Foto: ©2022 Catholic News Service / U.S. Conference of Catholic Bishops.

W niedzielę 13 marca mija dziewięć pierwszych lat od wyboru papieża Franciszka. I nigdy bardziej niż w tym okresie, charakteryzującym się katastrofalną i bratobójczą wojną między Rosją a Ukrainą u progu Europy, zagrażającą globalnej stabilności, pierwsze słowa nowego Papieża do ludzi na Placu Świętego Piotra nie brzmiały proroczo.

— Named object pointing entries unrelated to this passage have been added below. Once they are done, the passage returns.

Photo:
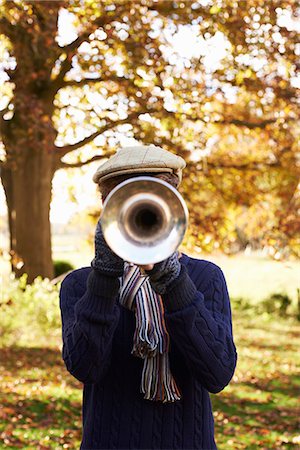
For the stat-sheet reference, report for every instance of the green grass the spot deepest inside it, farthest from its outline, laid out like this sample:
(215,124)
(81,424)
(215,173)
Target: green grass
(41,402)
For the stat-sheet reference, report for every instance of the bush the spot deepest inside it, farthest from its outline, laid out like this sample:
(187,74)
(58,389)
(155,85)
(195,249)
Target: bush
(29,313)
(277,303)
(61,267)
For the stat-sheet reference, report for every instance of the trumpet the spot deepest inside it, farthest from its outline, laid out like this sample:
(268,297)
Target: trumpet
(144,220)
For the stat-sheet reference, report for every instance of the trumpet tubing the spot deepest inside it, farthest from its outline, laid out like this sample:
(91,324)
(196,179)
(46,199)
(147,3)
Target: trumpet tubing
(144,220)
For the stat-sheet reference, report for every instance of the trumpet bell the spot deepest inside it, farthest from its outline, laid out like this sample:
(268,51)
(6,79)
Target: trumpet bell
(144,220)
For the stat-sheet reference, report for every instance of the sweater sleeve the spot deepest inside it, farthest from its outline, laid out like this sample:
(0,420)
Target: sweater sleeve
(199,322)
(88,325)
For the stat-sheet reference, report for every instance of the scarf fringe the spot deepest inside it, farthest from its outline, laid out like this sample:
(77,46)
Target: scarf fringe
(151,339)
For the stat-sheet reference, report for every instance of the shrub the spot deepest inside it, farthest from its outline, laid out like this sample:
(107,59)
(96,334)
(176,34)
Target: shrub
(277,303)
(61,267)
(29,313)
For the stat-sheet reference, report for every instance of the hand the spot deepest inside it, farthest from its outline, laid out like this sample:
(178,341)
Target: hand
(146,268)
(106,261)
(162,274)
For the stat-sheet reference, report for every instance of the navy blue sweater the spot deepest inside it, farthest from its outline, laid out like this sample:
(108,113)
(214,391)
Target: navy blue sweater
(97,344)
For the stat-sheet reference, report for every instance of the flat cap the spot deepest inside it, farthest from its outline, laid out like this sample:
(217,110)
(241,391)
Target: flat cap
(140,159)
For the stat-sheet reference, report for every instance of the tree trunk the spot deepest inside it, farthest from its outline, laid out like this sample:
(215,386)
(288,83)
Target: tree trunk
(28,195)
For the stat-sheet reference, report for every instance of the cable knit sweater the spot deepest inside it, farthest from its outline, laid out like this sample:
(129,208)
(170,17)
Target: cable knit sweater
(97,344)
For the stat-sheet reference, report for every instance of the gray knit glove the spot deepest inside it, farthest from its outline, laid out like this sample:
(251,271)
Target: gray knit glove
(164,273)
(106,261)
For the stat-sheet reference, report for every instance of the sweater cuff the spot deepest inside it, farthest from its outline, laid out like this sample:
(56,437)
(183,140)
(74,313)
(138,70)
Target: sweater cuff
(101,294)
(181,292)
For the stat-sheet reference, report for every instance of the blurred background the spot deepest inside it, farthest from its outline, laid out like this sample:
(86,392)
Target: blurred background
(215,82)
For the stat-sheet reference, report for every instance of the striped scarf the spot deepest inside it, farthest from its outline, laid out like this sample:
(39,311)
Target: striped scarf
(151,339)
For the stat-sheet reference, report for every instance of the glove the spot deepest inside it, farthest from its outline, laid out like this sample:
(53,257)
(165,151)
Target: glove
(106,261)
(164,273)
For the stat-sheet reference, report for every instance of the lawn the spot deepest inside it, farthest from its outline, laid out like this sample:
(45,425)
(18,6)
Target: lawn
(40,402)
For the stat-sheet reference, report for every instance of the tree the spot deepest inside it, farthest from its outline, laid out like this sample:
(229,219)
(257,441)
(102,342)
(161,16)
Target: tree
(120,70)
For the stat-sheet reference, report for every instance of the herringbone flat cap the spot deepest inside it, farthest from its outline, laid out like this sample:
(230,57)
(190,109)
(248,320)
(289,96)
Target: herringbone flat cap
(140,159)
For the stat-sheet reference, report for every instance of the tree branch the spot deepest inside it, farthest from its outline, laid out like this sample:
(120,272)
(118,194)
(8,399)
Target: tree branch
(84,81)
(71,49)
(62,151)
(62,165)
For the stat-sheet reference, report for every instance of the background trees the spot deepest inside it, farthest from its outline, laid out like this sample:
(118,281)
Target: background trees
(233,118)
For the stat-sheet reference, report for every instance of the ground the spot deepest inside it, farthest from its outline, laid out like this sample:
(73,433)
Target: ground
(41,403)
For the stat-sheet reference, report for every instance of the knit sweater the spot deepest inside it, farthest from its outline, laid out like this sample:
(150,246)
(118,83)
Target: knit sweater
(97,343)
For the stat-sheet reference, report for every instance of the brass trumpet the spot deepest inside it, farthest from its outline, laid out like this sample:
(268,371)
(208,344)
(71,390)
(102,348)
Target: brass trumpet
(144,220)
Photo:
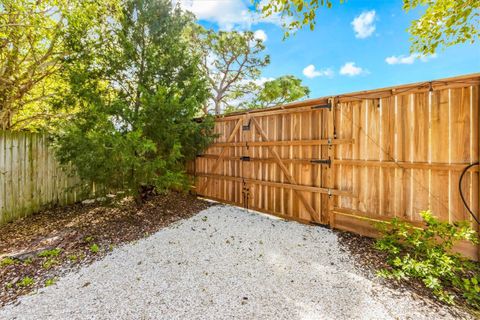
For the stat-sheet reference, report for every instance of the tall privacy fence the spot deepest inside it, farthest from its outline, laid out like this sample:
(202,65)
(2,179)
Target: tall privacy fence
(353,159)
(30,177)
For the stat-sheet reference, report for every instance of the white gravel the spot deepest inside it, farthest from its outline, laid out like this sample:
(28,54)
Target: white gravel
(224,263)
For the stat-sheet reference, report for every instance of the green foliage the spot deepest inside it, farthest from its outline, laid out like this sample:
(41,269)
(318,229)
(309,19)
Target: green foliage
(26,282)
(444,23)
(138,87)
(94,248)
(7,262)
(49,263)
(50,253)
(50,282)
(425,254)
(276,92)
(232,61)
(32,50)
(296,13)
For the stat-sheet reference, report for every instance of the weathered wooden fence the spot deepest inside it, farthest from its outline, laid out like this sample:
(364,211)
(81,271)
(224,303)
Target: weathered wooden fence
(30,177)
(353,159)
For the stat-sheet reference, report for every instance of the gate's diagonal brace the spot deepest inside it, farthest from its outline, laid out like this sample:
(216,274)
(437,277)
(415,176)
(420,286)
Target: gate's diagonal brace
(204,186)
(285,171)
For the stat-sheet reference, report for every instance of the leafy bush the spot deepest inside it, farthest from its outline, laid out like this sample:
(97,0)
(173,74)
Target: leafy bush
(6,262)
(26,282)
(50,253)
(426,254)
(94,248)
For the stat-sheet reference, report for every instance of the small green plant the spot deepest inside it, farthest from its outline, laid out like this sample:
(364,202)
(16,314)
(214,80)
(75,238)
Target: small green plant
(25,282)
(50,253)
(426,254)
(50,282)
(5,262)
(94,248)
(48,264)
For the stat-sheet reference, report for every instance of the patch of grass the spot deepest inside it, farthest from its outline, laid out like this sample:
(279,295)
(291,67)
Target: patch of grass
(426,255)
(7,262)
(50,253)
(26,282)
(49,263)
(50,282)
(94,248)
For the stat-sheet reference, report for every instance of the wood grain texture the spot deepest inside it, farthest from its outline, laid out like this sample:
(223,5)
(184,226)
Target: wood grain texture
(31,178)
(394,153)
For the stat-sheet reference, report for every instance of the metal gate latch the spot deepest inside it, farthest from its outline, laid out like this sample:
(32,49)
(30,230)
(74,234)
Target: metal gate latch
(323,161)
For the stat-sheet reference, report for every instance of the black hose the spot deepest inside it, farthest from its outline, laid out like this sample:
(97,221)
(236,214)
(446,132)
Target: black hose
(461,193)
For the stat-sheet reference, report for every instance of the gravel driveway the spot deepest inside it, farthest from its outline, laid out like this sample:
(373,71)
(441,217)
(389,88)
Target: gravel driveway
(225,263)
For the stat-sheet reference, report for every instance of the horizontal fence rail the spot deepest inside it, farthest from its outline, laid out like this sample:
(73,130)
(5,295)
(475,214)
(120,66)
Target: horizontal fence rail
(348,161)
(31,178)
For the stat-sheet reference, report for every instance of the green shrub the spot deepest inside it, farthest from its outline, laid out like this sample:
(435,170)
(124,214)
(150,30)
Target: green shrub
(50,253)
(50,282)
(6,262)
(94,248)
(426,254)
(26,282)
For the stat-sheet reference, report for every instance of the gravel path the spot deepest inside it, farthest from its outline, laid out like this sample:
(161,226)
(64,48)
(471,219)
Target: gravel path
(224,263)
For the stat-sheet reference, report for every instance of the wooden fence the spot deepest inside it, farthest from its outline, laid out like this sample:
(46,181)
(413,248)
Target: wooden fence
(353,159)
(30,177)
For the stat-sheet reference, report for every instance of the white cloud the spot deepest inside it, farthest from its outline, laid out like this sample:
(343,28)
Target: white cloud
(260,35)
(402,59)
(310,72)
(227,14)
(364,24)
(350,69)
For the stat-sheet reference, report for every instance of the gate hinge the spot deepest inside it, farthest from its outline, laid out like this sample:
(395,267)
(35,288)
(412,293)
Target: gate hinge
(324,106)
(247,126)
(323,161)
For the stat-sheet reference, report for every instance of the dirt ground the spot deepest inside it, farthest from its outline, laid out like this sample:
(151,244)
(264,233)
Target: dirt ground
(42,247)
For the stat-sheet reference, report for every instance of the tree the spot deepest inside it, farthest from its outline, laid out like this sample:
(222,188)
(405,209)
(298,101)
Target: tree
(275,92)
(444,23)
(138,87)
(231,60)
(32,36)
(282,90)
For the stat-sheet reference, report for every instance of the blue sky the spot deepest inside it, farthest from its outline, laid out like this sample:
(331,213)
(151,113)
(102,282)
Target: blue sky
(340,56)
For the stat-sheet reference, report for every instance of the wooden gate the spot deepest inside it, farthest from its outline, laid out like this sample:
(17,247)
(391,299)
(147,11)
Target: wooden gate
(279,163)
(354,159)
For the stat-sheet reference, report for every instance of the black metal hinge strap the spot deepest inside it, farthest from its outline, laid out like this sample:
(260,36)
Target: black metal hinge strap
(324,106)
(322,161)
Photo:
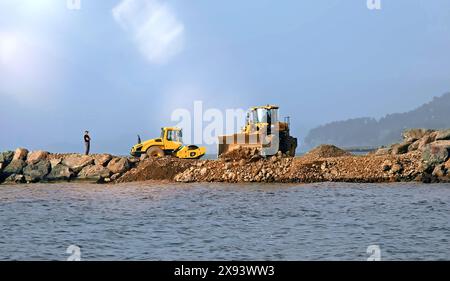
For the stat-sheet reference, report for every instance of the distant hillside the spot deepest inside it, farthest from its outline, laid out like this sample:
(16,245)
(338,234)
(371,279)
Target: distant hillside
(371,132)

"A teraz rozpocznijmy tę podróż... Podróż braterstwa, miłości, zaufania między nami. Elementy, niestety, które każda wojna natychmiast kasuje, generując nieprzewidywalne konsekwencje, które będą trwały latami.

Konflikt, którego obecnie doświadczamy, z tysiącami ofiar cywilnych i wojskowych oraz milionami uchodźców zmuszonych do ucieczki przed bombardowaniami, jest dokładnym przeciwieństwem braterstwa, miłości i zaufania między ludźmi. Coś poszło nie tak w ludzkości, pomimo proroctwa z 13 marca 2013 r. i niekończących się okazji oferowanych przez Ojca Świętego do podkreślenia tej programowej wizji.

Nie można nie zauważyć licznych prób dialogu ekumenicznego i międzyreligijnego, które w oczywisty sposób wpisują się w drogę, którą Kościół podąża od dziesięcioleci, z większą świadomością od czasu Soboru Watykańskiego II, a która doprowadziła w 2019 r. w Abu Zabi do podpisania ważnego dokumentu "O braterstwie ludzi, dla pokoju na świecie i życia razem".

Oczywiście to nie wystarczyło! Trzeba też powiedzieć, że każda wojna, każdy świadomy wybór walki z bratem, jest wynikiem złożonych sytuacji, z przyczynami, które nigdy nie są po jednej stronie, w mieszance wybuchowej - wypada to powiedzieć - która nikomu nie patrzy w twarz, a tym bardziej nie przejmuje się konsekwencjami, które generuje.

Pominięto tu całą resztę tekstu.